SHAMEFUL, thuggish behaviour from Rangers fans, and with the the hint of racism, are the abiding memories of a former Celtic Star from his time living in Glasgow.
“In Glasgow, I was easy to recognise: tall and dark. I got some trouble from Rangers fans; once at some traffic lights a boy opened my car door and spat at me. It sucked the energy out of me,” Pierre Van Hooijdonk told The Guardian over the weekend.
“I was single for six months there but didn’t go out because I had to be careful. If I went to a concert, I would take a taxi and crouch down in the back seat as we went past the pubs. Even when I was playing for Fenerbahce with the Galatasaray fans or for Benfica with the Porto fans, the danger was never as bad.”
Tommy Burns signed Van Hooijdonk during that dreadful season we spent playing our home games at Hampden. The big Dutchman scored on his debut their to lift the gloom but even that game ended in a draw. He scored the winning goal in the 1995 Scottish Cup final to give Tommy a trophy and in doing so brought an end to the barren years stretching back to Joe Miller’s winner against Rangers in the same competition in 1989.
Alongside Italian Paolo Di Canio and Portuguese Jorge Cadete, the big Dutchman formed part of the exciting group of foreign imports at Celtic known as the Three Amigos and they were joined by a fourth the German Andreas Thom and in the season after the Hampden Cup win Pierre bagged 26 goals for the Hoops.
“When I arrived at Celtic in 1994 I was not impressed with the quality,” Van Hooijdonk says. “But when Andreas Thom joined, then Jorge and Paolo, the difference in level was unbelievable. It was a great partnership.
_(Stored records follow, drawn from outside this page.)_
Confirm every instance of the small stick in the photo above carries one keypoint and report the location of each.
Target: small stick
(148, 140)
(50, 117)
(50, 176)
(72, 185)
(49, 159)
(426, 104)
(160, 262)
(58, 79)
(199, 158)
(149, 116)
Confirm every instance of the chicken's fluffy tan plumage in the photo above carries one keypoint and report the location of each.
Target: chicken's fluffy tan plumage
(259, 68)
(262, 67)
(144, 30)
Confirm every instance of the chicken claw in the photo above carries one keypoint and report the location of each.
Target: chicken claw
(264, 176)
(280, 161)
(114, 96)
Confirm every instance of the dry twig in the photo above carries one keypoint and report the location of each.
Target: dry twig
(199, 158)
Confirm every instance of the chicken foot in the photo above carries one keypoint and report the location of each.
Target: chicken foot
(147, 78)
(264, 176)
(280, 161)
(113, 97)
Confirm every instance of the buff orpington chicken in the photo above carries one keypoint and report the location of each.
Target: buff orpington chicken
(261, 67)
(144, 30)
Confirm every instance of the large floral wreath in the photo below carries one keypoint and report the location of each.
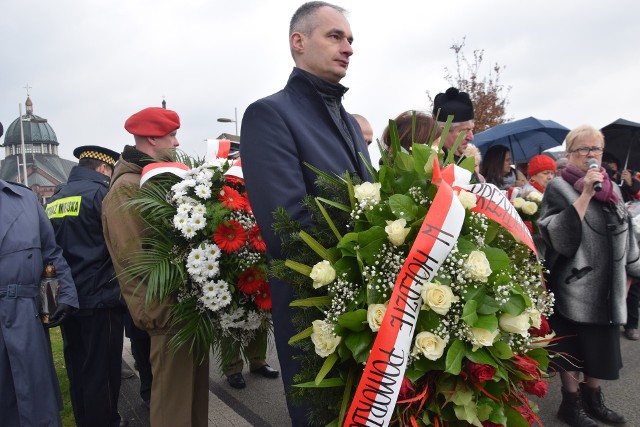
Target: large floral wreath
(206, 254)
(477, 331)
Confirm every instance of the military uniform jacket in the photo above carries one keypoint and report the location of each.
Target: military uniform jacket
(75, 211)
(27, 243)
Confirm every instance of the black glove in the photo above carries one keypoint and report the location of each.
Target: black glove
(62, 312)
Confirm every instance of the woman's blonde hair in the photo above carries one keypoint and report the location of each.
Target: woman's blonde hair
(582, 132)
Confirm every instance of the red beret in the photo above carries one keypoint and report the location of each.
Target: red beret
(541, 163)
(152, 121)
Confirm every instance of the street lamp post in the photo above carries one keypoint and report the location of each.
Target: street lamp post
(225, 120)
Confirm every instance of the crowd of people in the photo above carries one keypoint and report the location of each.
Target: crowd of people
(90, 233)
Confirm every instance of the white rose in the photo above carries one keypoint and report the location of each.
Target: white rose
(322, 274)
(481, 337)
(515, 324)
(529, 208)
(367, 192)
(477, 266)
(323, 338)
(375, 314)
(467, 199)
(536, 318)
(438, 297)
(396, 231)
(535, 196)
(429, 345)
(517, 202)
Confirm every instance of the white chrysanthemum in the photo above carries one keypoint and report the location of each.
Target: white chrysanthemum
(212, 251)
(196, 256)
(202, 191)
(198, 222)
(204, 177)
(477, 266)
(221, 286)
(180, 220)
(199, 209)
(178, 196)
(367, 193)
(224, 298)
(190, 182)
(211, 268)
(184, 208)
(535, 196)
(188, 230)
(209, 288)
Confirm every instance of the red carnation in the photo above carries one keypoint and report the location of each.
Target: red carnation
(251, 281)
(529, 367)
(536, 387)
(255, 239)
(230, 236)
(263, 299)
(543, 330)
(526, 414)
(230, 198)
(406, 389)
(247, 206)
(480, 372)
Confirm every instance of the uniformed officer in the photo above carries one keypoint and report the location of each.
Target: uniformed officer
(29, 391)
(92, 336)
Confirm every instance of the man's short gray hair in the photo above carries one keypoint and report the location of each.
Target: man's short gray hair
(302, 21)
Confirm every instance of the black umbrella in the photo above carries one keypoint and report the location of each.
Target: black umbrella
(622, 139)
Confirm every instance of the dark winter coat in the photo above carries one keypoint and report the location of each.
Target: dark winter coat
(28, 384)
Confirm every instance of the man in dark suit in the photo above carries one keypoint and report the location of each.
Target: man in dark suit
(304, 122)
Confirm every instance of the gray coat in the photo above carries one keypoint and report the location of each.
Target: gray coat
(588, 260)
(29, 391)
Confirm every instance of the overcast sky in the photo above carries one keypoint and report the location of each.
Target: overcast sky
(93, 63)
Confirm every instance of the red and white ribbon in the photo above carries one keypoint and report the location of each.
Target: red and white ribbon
(377, 392)
(154, 169)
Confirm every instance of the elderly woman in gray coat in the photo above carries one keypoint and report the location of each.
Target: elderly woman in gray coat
(590, 251)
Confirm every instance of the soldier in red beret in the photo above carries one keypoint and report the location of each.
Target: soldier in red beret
(179, 390)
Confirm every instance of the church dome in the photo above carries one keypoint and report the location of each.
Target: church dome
(36, 129)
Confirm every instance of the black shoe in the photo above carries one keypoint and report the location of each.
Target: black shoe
(236, 381)
(593, 402)
(572, 412)
(266, 371)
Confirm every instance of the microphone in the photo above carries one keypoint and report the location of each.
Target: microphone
(593, 164)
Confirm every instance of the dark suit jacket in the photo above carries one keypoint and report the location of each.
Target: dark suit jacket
(279, 134)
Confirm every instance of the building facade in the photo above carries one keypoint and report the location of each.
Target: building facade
(45, 169)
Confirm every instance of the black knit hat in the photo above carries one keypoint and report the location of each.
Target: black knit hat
(453, 103)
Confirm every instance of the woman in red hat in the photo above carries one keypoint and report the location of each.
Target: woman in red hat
(541, 170)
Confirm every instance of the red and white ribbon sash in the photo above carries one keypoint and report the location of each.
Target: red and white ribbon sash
(154, 169)
(377, 392)
(494, 204)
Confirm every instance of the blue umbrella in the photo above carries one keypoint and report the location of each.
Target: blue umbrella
(525, 137)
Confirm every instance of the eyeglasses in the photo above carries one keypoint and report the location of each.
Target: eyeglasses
(585, 150)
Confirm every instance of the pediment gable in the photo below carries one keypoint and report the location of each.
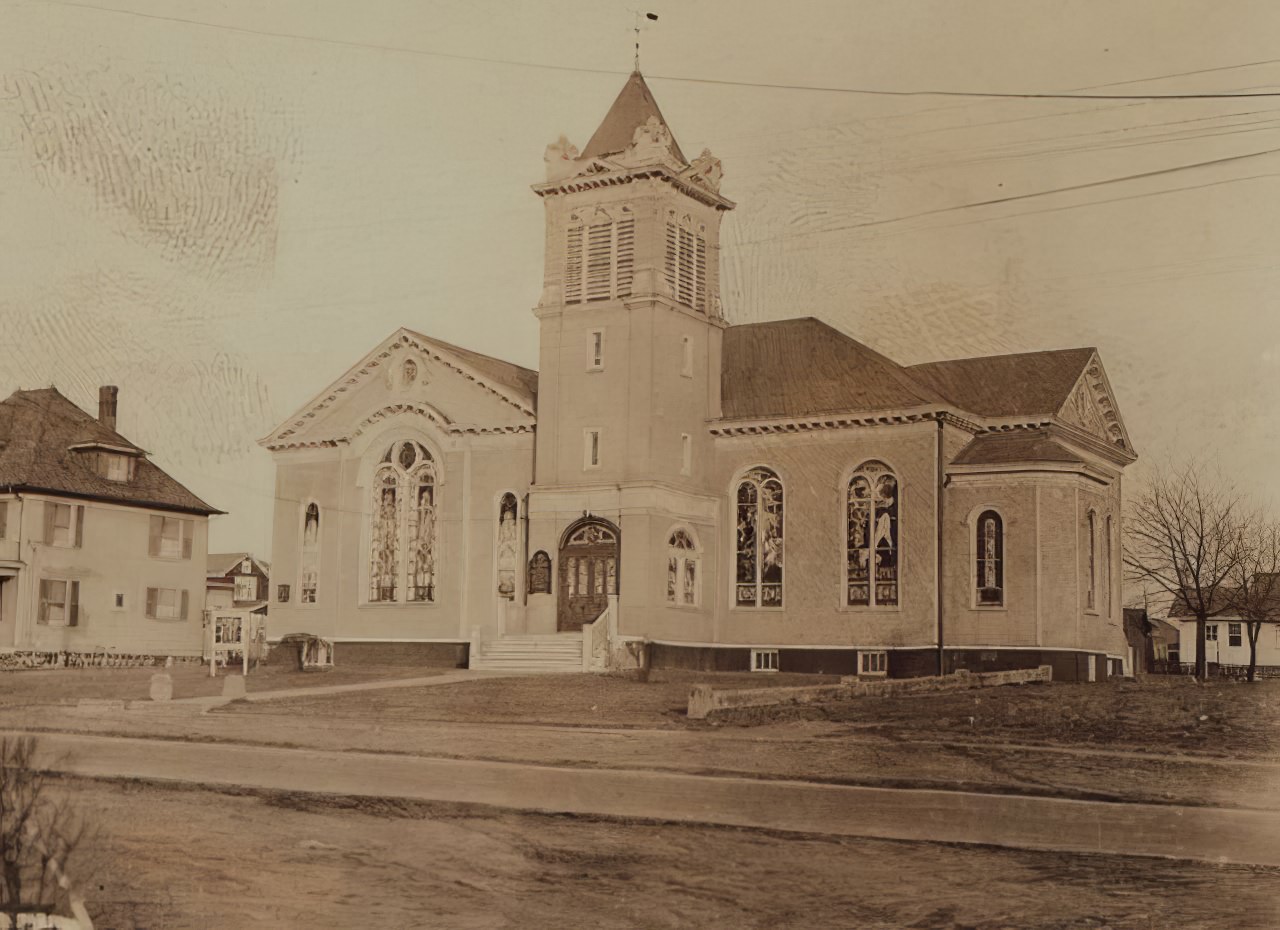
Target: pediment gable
(453, 389)
(1091, 407)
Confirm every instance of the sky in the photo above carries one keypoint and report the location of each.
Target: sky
(220, 205)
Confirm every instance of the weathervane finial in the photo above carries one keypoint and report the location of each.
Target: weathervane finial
(652, 18)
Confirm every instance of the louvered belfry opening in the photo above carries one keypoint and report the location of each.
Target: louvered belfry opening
(686, 261)
(599, 256)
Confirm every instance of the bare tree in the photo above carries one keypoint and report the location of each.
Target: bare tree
(1255, 592)
(1182, 536)
(39, 834)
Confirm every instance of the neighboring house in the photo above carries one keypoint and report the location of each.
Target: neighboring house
(99, 548)
(769, 496)
(1164, 641)
(1226, 638)
(236, 580)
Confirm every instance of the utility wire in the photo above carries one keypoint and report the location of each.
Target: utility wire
(722, 82)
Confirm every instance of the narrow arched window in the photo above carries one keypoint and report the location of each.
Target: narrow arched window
(1091, 599)
(872, 544)
(508, 545)
(402, 534)
(758, 581)
(991, 559)
(309, 582)
(684, 569)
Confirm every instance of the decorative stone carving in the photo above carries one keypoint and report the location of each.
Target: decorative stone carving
(705, 170)
(560, 157)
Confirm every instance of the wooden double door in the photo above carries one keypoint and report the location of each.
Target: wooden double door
(588, 573)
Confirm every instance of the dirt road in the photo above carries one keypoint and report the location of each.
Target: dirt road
(1031, 823)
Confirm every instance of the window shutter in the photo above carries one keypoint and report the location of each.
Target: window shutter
(156, 528)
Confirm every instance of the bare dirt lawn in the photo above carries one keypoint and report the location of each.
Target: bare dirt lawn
(191, 859)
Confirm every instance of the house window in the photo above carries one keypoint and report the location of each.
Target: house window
(874, 663)
(1091, 592)
(114, 467)
(872, 545)
(170, 537)
(684, 569)
(686, 261)
(590, 448)
(64, 525)
(402, 536)
(167, 604)
(991, 559)
(599, 256)
(59, 603)
(764, 660)
(310, 555)
(758, 581)
(246, 587)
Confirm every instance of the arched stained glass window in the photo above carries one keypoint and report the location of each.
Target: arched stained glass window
(991, 559)
(872, 545)
(684, 567)
(758, 581)
(403, 516)
(310, 557)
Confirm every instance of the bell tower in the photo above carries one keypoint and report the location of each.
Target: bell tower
(630, 311)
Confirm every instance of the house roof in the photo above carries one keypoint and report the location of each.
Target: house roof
(631, 110)
(803, 366)
(1020, 384)
(37, 431)
(1016, 447)
(222, 563)
(507, 374)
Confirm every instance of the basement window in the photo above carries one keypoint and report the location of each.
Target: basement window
(873, 664)
(764, 660)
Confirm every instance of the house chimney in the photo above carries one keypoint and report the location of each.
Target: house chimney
(106, 395)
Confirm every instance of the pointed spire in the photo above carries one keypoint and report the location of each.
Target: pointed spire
(634, 108)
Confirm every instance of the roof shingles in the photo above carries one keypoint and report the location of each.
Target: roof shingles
(37, 429)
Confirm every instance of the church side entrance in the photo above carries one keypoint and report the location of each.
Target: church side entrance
(588, 573)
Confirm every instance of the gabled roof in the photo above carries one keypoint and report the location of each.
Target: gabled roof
(1023, 384)
(222, 563)
(37, 431)
(1016, 447)
(631, 110)
(800, 367)
(507, 374)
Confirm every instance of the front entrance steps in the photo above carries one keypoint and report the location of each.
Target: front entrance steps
(552, 653)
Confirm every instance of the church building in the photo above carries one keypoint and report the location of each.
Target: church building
(673, 490)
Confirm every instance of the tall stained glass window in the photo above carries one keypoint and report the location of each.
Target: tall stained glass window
(758, 581)
(872, 545)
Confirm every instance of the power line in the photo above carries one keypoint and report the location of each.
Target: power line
(722, 82)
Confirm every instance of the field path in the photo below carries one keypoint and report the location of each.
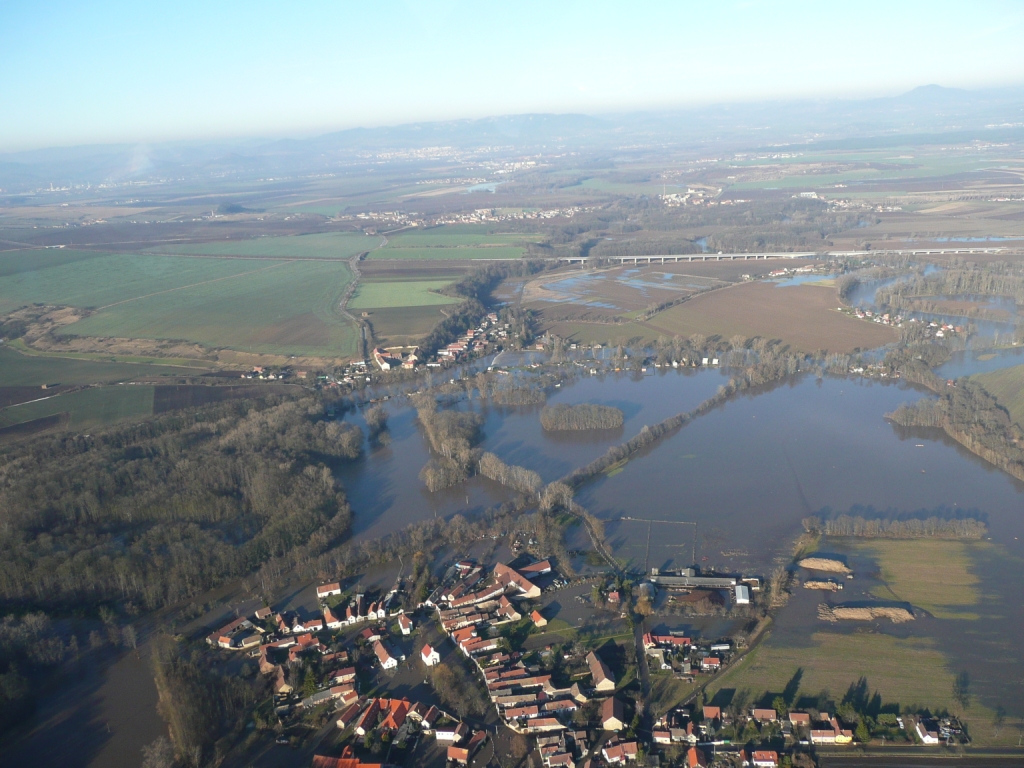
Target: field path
(353, 264)
(194, 285)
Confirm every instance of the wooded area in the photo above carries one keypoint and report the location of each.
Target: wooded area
(154, 512)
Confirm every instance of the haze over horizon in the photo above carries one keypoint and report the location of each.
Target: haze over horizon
(116, 73)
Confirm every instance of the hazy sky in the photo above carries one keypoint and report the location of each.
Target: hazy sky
(150, 70)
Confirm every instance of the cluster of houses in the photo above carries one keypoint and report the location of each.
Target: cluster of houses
(261, 372)
(475, 340)
(284, 639)
(470, 604)
(396, 720)
(387, 359)
(683, 656)
(932, 328)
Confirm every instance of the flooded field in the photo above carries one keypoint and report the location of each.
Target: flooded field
(729, 492)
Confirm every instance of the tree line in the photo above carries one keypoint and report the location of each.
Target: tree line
(930, 527)
(972, 417)
(583, 416)
(452, 435)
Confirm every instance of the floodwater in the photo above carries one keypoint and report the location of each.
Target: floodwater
(970, 363)
(730, 488)
(385, 491)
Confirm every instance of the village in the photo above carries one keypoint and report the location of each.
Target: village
(474, 341)
(466, 672)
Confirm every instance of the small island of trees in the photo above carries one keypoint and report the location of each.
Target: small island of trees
(584, 416)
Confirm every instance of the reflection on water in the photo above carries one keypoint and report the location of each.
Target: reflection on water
(971, 363)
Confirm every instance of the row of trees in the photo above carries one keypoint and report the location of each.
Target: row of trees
(452, 435)
(972, 417)
(583, 416)
(930, 527)
(962, 280)
(518, 478)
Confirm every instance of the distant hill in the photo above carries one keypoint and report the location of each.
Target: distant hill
(943, 114)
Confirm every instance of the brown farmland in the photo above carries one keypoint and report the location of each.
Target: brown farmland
(802, 316)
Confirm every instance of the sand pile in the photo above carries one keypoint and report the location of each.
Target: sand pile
(840, 613)
(830, 586)
(823, 563)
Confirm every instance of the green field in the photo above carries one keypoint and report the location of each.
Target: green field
(88, 408)
(441, 238)
(320, 246)
(288, 307)
(18, 370)
(403, 325)
(908, 671)
(98, 280)
(468, 252)
(1007, 385)
(14, 262)
(907, 567)
(281, 307)
(399, 294)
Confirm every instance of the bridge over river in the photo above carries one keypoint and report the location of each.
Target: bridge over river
(659, 259)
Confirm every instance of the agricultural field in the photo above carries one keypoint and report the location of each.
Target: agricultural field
(656, 545)
(316, 246)
(400, 293)
(18, 370)
(908, 671)
(1007, 385)
(907, 569)
(403, 326)
(284, 308)
(448, 252)
(278, 307)
(88, 408)
(444, 238)
(97, 280)
(801, 316)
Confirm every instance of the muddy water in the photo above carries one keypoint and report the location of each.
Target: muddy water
(748, 473)
(100, 717)
(729, 489)
(385, 491)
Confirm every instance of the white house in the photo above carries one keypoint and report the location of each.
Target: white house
(430, 656)
(926, 736)
(406, 624)
(387, 660)
(327, 590)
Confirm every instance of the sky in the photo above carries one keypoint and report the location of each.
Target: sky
(104, 72)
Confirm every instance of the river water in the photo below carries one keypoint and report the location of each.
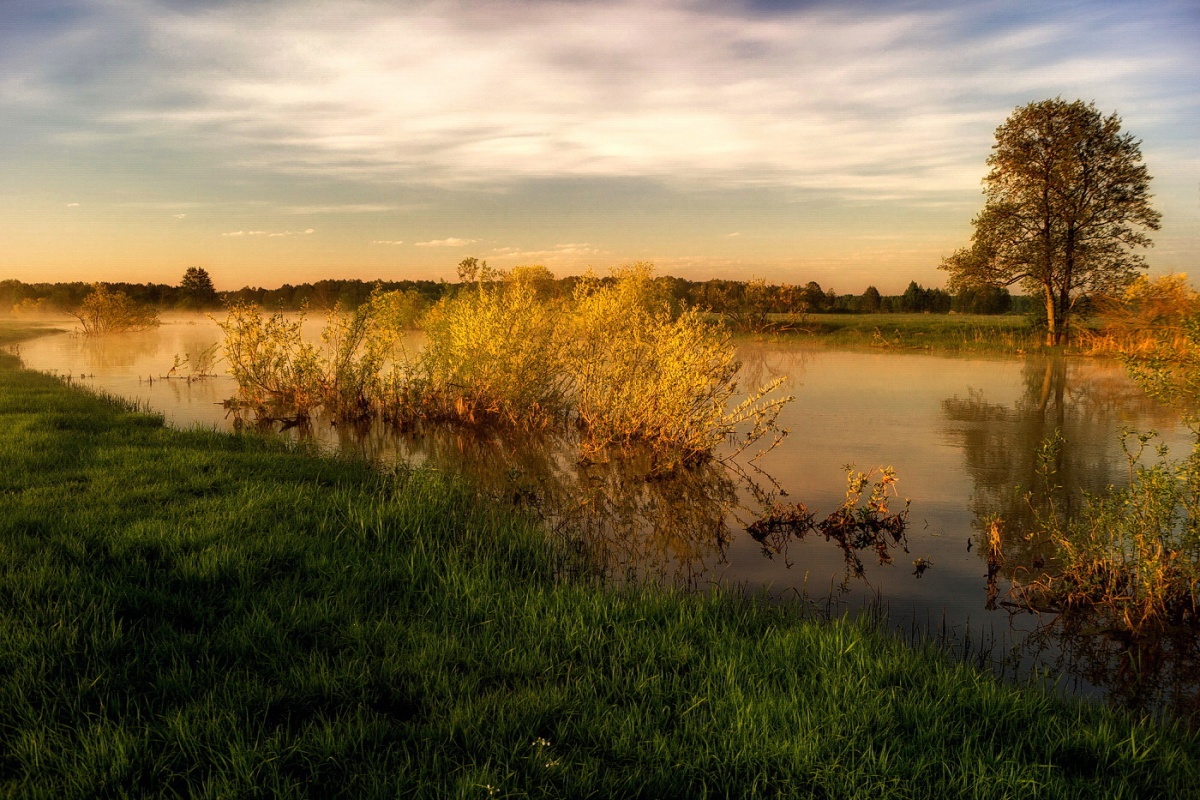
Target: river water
(963, 434)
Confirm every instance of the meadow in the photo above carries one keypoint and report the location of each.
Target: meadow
(199, 614)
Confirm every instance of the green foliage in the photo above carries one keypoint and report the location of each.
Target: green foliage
(196, 289)
(870, 301)
(1131, 555)
(982, 300)
(1067, 197)
(917, 299)
(112, 312)
(195, 614)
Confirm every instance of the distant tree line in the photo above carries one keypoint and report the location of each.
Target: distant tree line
(741, 300)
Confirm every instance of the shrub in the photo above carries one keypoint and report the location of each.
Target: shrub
(112, 312)
(612, 358)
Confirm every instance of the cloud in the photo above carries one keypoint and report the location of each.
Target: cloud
(349, 208)
(893, 101)
(565, 254)
(270, 234)
(447, 242)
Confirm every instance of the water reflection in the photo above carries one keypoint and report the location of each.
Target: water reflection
(634, 521)
(1014, 474)
(963, 433)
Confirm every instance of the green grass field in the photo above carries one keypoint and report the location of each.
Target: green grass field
(199, 614)
(972, 332)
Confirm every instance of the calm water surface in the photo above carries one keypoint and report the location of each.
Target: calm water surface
(963, 434)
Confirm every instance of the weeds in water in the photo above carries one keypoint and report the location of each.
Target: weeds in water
(1131, 557)
(857, 524)
(196, 366)
(613, 360)
(105, 311)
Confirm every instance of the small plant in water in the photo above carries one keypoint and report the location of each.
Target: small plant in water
(1131, 555)
(613, 360)
(112, 312)
(857, 524)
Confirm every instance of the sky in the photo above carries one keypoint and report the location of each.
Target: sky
(274, 142)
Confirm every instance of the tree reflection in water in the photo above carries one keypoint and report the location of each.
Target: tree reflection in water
(1018, 476)
(631, 519)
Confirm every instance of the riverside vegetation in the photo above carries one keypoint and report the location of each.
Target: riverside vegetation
(1131, 557)
(198, 614)
(611, 360)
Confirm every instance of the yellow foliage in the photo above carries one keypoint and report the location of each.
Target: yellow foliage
(113, 312)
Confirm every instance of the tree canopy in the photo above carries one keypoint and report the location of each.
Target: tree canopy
(196, 289)
(1067, 199)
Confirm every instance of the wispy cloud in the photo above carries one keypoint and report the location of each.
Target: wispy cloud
(347, 208)
(569, 254)
(899, 101)
(447, 242)
(270, 234)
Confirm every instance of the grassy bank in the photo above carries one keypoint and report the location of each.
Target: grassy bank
(197, 614)
(969, 332)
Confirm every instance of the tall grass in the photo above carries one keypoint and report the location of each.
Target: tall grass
(1132, 554)
(196, 614)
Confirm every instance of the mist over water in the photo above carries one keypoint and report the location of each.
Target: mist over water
(963, 434)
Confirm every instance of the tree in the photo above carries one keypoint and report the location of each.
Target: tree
(1066, 199)
(870, 301)
(196, 289)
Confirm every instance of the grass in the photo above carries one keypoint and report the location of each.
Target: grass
(969, 332)
(198, 614)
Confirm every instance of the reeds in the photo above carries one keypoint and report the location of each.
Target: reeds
(1129, 555)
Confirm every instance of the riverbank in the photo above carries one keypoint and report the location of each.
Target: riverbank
(1002, 334)
(190, 613)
“John Collins had taken me to his home for dinner when I had joined, so when the other foreigners arrived I did the same. Andreas at the time was smoking cigarettes and so was my wife, so he felt safe at my home. He was from East Germany; they are a little bit different, more suspicious.
“Paolo also came round. At the ‘96 Olympics the volleyball final was between Holland and Italy. I said to him after training that he should come to my house to watch. It was my first time meeting him properly and I thought he was going to be relaxed, but he was on the floor, rolling around, screaming with passion at every point. Paolo was a funny guy – he once called a team meeting because Andreas had not passed the ball to him.”
All Three Amigos ran into rows over money with Fergus McCann and all left the club under a club, probably undermining much of the great work that Tommy Burns had done in bringing them in and building perhaps the most exciting Celtic team to never win the league.
Pierre Van Hooijdonk reckoned he was underpaid and certainly was being paid much less that the other foreign stars in the Celtic team who were all earning, he believed in excess of £10,000 a week. He reckoned he was on a promise from Celtic that he’d be due a significant pay-rise if he did well and the club’s revised over of just £7000 a week was regarded by the big Dutchman as a insult at the time, “enough for the homeless but not for an international striker” he famously said.
“Our best players were on five‑figure sums per week and I was not,” Van Hooijdonk recalled.
“McCann said if I did well he would raise my salary. I became top scorer but he never offered me the same money as the others. I’m a man of my word.”